On deadlift 2 days. Similar format to squats, 1 variation each day. On the secondary day, day 2 overall, we have Romanian deadlifts. I like this for working a good hinge, and hypertrophy in our posterior chain. Practicing a good hinge, whether you pull sumo or conventional, is a necessary skill. And I chose Romanians vs stiff leggeds so its easier to focus on keeping it a more pure hinge. Then we have paused deadlifts on the primary day. I view these as a key to a good deadlift, as start position is really key. Go for 1 inch off the floor, 1 second with these.

We also have some accessory work spread out, triceps as I mentioned and some back and biceps. Kept the back work on the day 2, so we have rest before our next lower body lift. Find its not good to work our upper back hard and fatigue it without rest before a big squat or deadlift day. And a bit of biceps work on day 1. Nobody ever complained about big arms, and I do think they help a bit on bench press. We do the first set to failure, actually attempt a rep and fail, and the rest to RPE8 on these accessories. This helps to "idiot proof" RPE, do a set to failure and you are sure of the RPE. Dont worry too much about getting the reps exact, just the right ballpark range. The proximity to failure is the stimulus, and the rep range a rough guide. Middle ground where reps arent too high rep and taxing, or too low rep where cant keep good, isolating technique.

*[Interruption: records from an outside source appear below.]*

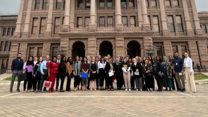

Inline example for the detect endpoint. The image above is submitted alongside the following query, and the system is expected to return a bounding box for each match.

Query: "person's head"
[34,57,38,61]
[17,53,22,59]
[53,57,57,63]
[184,52,189,58]
[46,55,50,61]
[61,56,66,62]
[57,55,61,59]
[174,52,178,58]
[76,56,79,61]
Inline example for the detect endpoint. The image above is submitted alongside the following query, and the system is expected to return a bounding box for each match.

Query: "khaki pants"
[123,72,131,89]
[175,72,185,90]
[185,67,196,92]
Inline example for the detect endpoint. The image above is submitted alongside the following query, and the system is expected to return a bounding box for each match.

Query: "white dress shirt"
[184,57,193,72]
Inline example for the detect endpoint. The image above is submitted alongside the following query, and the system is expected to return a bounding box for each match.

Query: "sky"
[0,0,208,15]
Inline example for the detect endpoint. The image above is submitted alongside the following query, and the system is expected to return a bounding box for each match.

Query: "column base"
[142,24,151,31]
[62,25,71,32]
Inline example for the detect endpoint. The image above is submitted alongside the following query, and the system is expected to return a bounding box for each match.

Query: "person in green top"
[162,56,173,91]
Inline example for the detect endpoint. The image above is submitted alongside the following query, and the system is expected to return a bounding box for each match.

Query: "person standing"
[162,56,173,91]
[23,56,34,93]
[113,58,123,91]
[56,55,61,91]
[10,53,24,93]
[131,58,143,91]
[89,57,98,91]
[184,52,196,93]
[73,56,82,92]
[173,52,185,92]
[46,57,60,93]
[39,55,50,93]
[122,58,131,91]
[98,57,106,90]
[59,56,68,92]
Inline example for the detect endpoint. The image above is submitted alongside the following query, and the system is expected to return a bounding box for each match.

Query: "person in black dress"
[89,57,98,91]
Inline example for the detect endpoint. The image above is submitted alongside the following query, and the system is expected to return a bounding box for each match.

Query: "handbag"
[18,73,27,82]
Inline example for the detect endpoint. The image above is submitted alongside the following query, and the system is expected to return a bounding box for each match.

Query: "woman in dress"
[162,56,173,91]
[143,60,154,92]
[23,56,34,93]
[81,57,89,91]
[59,56,68,92]
[46,57,59,93]
[122,58,131,91]
[184,52,196,93]
[33,57,43,92]
[89,57,98,91]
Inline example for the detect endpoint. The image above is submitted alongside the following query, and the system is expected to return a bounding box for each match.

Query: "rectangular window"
[107,0,113,8]
[172,46,178,56]
[77,17,82,28]
[130,16,136,27]
[129,0,134,7]
[43,0,48,9]
[165,0,171,6]
[85,0,90,8]
[40,18,46,34]
[4,41,9,51]
[108,16,113,27]
[32,18,38,34]
[121,0,126,7]
[11,28,15,36]
[77,0,83,8]
[176,15,183,32]
[28,47,34,57]
[56,0,62,9]
[52,47,58,58]
[37,47,43,58]
[54,17,61,34]
[201,24,207,33]
[85,17,90,27]
[153,16,160,32]
[7,28,11,36]
[99,17,105,27]
[151,0,157,7]
[2,28,6,36]
[0,41,4,51]
[100,0,105,8]
[35,0,40,9]
[168,15,175,32]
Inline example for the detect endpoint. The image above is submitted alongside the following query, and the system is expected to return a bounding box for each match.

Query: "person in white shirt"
[184,52,196,93]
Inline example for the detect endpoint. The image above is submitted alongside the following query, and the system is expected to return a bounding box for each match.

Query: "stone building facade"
[0,0,208,72]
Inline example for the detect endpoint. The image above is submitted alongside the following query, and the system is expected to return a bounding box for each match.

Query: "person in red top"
[46,57,59,92]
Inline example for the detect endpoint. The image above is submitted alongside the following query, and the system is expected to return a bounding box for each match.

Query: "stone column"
[189,0,203,35]
[142,0,150,31]
[62,0,71,32]
[13,0,25,38]
[89,0,97,31]
[115,0,123,31]
[137,0,143,27]
[22,0,33,38]
[45,0,54,37]
[182,0,194,36]
[87,37,96,57]
[159,0,169,36]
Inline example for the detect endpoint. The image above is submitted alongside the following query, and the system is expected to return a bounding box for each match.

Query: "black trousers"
[99,69,105,87]
[33,72,41,91]
[40,69,48,91]
[66,74,71,91]
[60,76,66,91]
[74,76,80,88]
[145,76,154,88]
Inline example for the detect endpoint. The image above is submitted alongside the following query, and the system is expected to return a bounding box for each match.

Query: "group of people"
[10,52,196,93]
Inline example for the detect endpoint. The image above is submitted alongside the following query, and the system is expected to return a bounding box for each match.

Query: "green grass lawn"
[195,74,208,80]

The progression scheme is my basic one. I do 3 week microcycles, add a rep per week. Then reset reps, and add weight. 3% in this case. For a 12 week program it covers the intensities I like to see over the course of a training cycle. Starting more submaximal, let us work form and build momentum, then push ourselves well near the end. There are singles that cycle through RPEs, 6-7-8 across the 3 week microcycles. Dont get too tied up into performance on these, meant to just practice executing one rep and get some exposure to heavier weights. And with more fatigue as the working sets get harder over the program, may temporarily get weaker as the program goes on, not to mention random fluctuation. I suggest watching my video on singles for more info. Just make the right call for the RPE based on how your warmups feel on the day.

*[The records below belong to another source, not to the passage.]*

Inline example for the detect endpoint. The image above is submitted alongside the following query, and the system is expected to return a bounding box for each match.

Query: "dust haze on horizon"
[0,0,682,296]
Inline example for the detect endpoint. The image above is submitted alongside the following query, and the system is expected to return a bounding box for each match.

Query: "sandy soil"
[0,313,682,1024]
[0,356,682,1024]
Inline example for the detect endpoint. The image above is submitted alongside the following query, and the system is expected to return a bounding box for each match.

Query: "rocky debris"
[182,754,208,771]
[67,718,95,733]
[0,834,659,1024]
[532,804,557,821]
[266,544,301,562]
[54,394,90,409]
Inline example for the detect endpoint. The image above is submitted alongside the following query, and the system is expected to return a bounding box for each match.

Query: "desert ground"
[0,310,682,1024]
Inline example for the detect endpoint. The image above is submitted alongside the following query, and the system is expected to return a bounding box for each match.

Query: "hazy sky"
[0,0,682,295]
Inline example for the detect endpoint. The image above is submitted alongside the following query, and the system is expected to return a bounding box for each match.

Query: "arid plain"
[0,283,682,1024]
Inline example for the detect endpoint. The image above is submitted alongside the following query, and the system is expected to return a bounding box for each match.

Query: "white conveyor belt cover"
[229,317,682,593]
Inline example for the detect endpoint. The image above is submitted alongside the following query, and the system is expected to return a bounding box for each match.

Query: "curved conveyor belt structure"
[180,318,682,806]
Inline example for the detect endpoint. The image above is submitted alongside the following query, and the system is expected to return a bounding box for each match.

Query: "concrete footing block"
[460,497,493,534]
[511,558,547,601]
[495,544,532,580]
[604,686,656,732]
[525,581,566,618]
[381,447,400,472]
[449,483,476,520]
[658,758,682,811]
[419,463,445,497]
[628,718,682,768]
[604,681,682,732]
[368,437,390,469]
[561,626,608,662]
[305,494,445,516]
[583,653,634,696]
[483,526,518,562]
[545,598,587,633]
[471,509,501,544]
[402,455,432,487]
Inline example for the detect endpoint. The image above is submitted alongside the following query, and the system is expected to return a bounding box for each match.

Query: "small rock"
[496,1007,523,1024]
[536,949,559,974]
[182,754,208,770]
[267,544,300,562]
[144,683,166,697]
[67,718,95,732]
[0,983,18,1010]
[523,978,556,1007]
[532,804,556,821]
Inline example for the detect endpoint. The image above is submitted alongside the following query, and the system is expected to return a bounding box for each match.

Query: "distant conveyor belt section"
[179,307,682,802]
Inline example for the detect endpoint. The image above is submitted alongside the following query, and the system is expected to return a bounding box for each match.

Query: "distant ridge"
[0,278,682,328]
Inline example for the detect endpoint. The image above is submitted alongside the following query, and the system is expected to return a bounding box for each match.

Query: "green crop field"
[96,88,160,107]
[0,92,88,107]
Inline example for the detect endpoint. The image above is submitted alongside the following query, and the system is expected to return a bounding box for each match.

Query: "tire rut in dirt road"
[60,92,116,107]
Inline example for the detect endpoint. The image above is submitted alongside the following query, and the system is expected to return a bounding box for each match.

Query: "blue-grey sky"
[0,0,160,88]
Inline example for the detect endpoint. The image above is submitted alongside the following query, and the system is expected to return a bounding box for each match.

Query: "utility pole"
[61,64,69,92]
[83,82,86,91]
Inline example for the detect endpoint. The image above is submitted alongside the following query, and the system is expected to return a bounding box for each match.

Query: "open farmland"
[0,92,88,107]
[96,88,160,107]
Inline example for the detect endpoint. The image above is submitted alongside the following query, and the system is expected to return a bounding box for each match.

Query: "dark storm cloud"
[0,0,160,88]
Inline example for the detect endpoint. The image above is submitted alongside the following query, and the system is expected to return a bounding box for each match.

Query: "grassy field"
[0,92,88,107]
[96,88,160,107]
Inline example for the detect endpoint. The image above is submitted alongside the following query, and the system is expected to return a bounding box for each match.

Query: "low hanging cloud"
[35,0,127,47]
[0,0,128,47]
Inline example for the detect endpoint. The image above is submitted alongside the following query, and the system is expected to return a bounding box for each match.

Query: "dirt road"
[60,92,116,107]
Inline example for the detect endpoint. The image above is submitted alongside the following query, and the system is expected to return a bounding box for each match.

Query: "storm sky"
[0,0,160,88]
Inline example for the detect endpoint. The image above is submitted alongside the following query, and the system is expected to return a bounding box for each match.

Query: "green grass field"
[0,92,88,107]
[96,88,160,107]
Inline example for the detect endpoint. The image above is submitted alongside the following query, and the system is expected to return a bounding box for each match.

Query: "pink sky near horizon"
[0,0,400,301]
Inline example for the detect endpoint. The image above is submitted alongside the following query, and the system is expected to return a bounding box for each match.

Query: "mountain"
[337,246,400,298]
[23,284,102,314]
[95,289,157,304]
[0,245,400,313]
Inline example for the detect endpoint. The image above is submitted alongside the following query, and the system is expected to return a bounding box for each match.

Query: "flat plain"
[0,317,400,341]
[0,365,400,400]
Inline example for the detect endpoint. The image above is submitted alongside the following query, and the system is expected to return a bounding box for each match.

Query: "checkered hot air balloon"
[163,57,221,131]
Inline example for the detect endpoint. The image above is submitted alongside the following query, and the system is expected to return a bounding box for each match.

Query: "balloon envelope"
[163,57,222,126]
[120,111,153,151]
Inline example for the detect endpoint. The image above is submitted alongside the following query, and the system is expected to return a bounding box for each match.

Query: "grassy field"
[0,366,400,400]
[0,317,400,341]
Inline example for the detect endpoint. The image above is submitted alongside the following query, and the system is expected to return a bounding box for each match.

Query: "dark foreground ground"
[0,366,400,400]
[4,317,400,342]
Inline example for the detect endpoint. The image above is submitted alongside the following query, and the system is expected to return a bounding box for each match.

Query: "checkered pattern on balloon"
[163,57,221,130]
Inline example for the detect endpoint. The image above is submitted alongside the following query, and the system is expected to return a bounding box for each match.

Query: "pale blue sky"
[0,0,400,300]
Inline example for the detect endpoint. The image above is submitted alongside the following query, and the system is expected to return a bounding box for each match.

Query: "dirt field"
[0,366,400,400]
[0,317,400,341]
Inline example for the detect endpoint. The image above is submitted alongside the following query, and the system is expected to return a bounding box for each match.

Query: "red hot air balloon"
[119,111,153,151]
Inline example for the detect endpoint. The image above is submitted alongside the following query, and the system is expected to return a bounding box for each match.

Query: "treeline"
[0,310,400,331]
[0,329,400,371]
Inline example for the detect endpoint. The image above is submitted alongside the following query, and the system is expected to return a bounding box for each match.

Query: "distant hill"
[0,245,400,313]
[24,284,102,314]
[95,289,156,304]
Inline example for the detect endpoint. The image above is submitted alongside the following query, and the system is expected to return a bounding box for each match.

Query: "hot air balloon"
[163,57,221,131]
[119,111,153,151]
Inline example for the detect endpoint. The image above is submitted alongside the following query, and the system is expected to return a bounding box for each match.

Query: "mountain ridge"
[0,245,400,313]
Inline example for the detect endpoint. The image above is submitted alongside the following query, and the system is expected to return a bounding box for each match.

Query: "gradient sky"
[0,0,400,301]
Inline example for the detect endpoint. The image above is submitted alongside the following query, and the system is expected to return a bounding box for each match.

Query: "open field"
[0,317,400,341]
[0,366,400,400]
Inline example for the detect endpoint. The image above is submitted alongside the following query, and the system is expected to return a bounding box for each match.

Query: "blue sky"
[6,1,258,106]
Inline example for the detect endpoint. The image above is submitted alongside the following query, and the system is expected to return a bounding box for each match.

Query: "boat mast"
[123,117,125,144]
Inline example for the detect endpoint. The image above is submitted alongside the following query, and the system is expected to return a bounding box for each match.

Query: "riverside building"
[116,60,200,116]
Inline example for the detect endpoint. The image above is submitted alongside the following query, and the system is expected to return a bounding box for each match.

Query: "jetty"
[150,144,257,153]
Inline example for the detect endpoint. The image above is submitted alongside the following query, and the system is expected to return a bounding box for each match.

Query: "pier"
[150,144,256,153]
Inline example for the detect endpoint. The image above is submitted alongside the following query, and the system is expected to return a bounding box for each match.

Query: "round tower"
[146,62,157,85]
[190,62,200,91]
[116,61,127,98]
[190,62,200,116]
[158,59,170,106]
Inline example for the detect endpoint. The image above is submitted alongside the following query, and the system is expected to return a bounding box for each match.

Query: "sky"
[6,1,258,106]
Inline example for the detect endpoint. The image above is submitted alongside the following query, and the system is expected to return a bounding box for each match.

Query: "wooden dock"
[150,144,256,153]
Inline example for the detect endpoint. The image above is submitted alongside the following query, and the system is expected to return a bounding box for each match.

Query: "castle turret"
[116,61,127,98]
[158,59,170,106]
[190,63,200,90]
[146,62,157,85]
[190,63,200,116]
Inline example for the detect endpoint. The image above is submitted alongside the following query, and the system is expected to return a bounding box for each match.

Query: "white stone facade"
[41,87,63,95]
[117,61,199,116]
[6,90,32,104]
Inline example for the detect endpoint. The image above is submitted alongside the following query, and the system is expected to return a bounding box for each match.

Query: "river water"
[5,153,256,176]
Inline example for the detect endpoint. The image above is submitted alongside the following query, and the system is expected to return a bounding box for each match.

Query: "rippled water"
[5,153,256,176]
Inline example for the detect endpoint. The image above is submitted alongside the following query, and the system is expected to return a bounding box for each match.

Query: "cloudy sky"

The last week is a taper. One moderate day, to maintain skill. One really light day, just maintain skill while really cutting fatigue. Then we max out. I suggest RPE6-8-10 jumps. We can use the singles we did as a guide for these attempts. The RPE6 range for openers, the RPE8 range for seconds, and then a similar percentage jump for RPE10 on the thirds.

Of course, adjust to how you feel on the day, the key here is being as objective as possible, so you don't overshoot the mark. For example, starting max is 300lbs, your now able to do 330lbs. But in your actual attempts on max out day, maybe you go 280-310-340. You hit a 10lbs PR, but you miss the 340. You left 20lbs from your true max by taking too big a jump.